The International Olympic Committee executive board on Wednesday recommended withdrawing recognition of the International Boxing Association (IBA) over its failure to meet a set of reforms, the Olympic body said in a statement.
A source with direct knowledge of the proceedings said the IOC had also decided to have the sport as part of the Olympic Games programme of Los Angeles 2028.
The IOC suspended the IBA in 2019 over governance, finance, refereeing and ethical issues and did not involve it in running the boxing events at the 2021 Tokyo Olympics.
It had also provisionally excluded the sport from the Los Angeles 2028 Games.
The decision now only needs the rubberstamping of an extraordinary IOC session, to be held remotely and set for June 22.
“This decision is based on the IOC Comprehensive Report on the Situation of the IBA dated 2 June 2023, which the IOC Executive Board discussed and approved today,” the IOC said in a statement.
“The report establishes that the IBA has failed to fulfil the conditions set by the IOC… for lifting the suspension of the IBA’s recognition.”
Boxing is part of the Paris 2024 Olympics but the qualifications and the competition are being run by the IOC and not by the IBA, as was the case for the Tokyo 2021 summer Games.
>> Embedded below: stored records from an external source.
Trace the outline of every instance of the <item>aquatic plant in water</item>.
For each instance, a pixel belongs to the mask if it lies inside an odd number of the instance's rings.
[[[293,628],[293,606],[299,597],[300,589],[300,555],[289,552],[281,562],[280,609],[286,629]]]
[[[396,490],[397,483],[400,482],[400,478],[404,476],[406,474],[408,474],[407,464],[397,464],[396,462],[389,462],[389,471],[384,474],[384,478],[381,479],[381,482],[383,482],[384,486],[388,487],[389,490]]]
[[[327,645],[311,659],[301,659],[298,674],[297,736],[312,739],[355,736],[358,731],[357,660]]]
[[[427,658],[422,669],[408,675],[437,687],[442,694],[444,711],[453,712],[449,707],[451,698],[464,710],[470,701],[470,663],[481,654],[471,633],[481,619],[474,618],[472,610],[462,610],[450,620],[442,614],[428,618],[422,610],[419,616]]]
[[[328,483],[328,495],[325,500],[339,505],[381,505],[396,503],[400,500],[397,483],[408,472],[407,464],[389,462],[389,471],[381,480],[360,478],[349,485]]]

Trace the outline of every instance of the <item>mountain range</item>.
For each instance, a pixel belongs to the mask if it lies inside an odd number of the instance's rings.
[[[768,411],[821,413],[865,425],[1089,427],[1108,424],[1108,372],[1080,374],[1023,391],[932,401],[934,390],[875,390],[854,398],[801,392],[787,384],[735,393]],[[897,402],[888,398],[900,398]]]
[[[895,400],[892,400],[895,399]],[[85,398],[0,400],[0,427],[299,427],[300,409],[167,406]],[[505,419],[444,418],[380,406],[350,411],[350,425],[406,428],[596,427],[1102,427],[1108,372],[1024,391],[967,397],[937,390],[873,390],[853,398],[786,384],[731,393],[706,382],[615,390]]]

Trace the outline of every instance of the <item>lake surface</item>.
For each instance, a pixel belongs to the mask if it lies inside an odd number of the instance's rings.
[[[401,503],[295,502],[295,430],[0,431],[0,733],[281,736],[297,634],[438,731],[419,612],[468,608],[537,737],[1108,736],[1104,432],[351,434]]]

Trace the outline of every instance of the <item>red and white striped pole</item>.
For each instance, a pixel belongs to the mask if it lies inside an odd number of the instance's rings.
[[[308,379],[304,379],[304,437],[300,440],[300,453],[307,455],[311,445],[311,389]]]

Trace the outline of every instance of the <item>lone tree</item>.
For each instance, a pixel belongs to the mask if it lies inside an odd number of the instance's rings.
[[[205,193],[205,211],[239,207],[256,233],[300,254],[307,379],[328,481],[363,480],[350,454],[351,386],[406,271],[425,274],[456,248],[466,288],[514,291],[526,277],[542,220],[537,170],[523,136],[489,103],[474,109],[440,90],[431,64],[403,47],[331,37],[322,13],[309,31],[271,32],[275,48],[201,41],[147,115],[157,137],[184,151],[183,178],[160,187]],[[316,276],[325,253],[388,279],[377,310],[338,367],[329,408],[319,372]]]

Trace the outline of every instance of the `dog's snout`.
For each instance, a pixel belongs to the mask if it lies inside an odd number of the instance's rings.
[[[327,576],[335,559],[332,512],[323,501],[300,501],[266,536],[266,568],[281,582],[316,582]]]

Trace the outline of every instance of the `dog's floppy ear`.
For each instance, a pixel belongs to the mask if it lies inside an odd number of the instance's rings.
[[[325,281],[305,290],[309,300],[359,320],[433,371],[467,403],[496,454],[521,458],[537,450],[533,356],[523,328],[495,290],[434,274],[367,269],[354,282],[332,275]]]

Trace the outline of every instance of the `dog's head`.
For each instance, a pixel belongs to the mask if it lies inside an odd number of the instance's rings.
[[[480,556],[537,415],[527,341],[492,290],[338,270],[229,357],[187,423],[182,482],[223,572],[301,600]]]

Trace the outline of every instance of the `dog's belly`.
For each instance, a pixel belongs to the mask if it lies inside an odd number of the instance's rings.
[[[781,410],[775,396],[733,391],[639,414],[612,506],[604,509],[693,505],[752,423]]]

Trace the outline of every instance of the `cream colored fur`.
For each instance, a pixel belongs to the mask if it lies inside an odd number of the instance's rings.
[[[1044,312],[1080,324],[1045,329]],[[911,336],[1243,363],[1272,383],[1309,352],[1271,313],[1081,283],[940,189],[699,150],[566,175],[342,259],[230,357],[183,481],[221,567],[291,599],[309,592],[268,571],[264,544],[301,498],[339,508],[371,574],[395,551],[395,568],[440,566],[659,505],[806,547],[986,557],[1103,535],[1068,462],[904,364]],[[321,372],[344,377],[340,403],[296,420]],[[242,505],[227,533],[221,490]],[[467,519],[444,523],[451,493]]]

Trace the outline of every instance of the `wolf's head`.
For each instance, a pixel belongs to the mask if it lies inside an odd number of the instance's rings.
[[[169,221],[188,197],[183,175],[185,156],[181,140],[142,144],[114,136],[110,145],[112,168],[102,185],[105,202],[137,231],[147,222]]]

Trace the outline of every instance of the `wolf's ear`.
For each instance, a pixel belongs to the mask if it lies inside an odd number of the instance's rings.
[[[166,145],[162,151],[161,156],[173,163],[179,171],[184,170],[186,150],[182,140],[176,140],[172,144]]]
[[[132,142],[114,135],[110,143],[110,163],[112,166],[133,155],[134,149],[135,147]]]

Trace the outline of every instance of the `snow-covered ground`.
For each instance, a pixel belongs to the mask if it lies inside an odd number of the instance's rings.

In an IBA report sent to the IOC recently, the association blamed the Olympic body for intransigence and false statements.
But the IOC had repeatedly warned IBA, whose head since 2020 is Russian businessman Umar Kremlev, that it had not done enough.
Other issues such as a sponsorship deal with Russian energy giant Gazprom that has since been terminated further complicated the IBA’s position, with Russia invading Ukraine last year.